Friday, December 02, 2011

The credibility chasm


In front of her own parliament, Merkel rejects the idea of a "quick fix", telling her MPs that the German constitution does not permit devolving budgets to a European institution. Discussion about Eurobonds - multi-national issuance in which Club Med would piggyback German credit ratings - is "therefore pointless", she says. The only way to have them would be full fiscal union.

Thus, we are told by Merkel herself that she is determined to create a legally-enforceable "fiscal union" for the eurozone. The details are to be revealed jointly by Merkel and Sarkozy in their address on Monday.

But we are not being told the whole story here. Firstly, Sarkozy has already rejected the idea of the further supranationalism that would be involved in developing a legally-enforceable "fiscal union". And the reality is here in the small-print.
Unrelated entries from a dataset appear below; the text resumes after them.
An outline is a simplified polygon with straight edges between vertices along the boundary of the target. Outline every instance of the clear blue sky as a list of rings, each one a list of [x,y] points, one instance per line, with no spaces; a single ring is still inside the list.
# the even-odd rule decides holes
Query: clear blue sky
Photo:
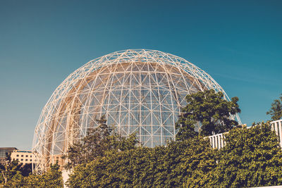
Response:
[[[127,49],[205,70],[243,123],[282,93],[282,1],[0,1],[0,146],[31,149],[42,108],[72,72]]]

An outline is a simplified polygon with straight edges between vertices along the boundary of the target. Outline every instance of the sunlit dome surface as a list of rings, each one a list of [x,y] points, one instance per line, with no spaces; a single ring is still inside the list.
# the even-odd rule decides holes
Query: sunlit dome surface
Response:
[[[185,96],[210,89],[229,100],[204,71],[159,51],[129,49],[90,61],[70,74],[44,107],[32,146],[40,162],[35,170],[45,170],[102,115],[122,135],[136,132],[145,146],[165,144],[177,133]]]

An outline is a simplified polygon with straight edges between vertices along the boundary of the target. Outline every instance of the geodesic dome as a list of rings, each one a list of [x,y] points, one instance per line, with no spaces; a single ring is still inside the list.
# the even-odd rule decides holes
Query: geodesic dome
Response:
[[[185,96],[210,89],[229,100],[204,71],[159,51],[129,49],[90,61],[70,74],[44,107],[32,146],[35,170],[46,170],[103,115],[115,131],[136,132],[145,146],[165,144],[175,139]],[[238,115],[232,118],[240,122]]]

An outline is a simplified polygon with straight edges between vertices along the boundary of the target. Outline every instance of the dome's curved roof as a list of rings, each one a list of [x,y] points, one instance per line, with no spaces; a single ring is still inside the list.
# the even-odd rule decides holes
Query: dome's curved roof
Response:
[[[86,134],[95,119],[145,146],[174,138],[175,123],[188,94],[214,89],[228,96],[207,73],[186,60],[157,50],[128,49],[95,58],[70,74],[44,107],[32,149],[45,170]],[[237,118],[240,122],[239,117]]]

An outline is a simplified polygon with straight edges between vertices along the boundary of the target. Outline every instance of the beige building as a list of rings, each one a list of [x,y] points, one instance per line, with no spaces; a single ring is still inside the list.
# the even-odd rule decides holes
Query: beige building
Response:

A "legally-enforceable" fiscal union is a supranational union – compulsion as opposed to the co-operation entailed in intergovernmentalism. On the face of it, Merkel and Sarkozy are already at odds.

Then there is that small matter of the German constitution. Merkel is right in saying that its constitution does not permit devolving budgets to a European institution. But that would apply with or without a new treaty. Merkel cannot adopt an amendment to the Lisbon Treaty if it conflicts with Germany's Basic Law.

Thus, as far as we are aware, in order for Merkel to get her "fiscal union" – France permitting - she must change the German constitution, which would appear to require a referendum.

This now confronts the timescale issue. None of this can be completed before the end of 2013. Yet immediate action is needed – not in two years' time, but now. There lies the great disconnect. What happens between now and 2013, beading in mind that Merkel herself says nothing can happen without fiscal union?

Then, finally, 2013 is slap bang in the middle of the German general election campaign. Assuming that Merkel wants to get back in (and has any chance of so doing), how is that going to affect any referendum? Can Merkel really fight a referendum calling for the highly unpopular move of greater fiscal union, while at the same time seeking re-election?

At the outset, Merkel says that we are dealing with a sovereign debt crisis, but also with a crisis of trust. But there is also a crisis of credibility. What the "colleagues" say needs doing they cannot agree amongst themselves, and they cannot offer a realistic timescale for that action.

We thought yesterday, from José Manuel Barroso's statement, that the talk on the treaty was a confidence-builder, a statement of intent, while the real action goes on elsewhere. But the situation has deteriorated too far for cosmetic action to restore confidence. Real action is needed. But, it would appear, there is no "real action". This is all smoke and mirrors. The credibility gap is in fact a chasm.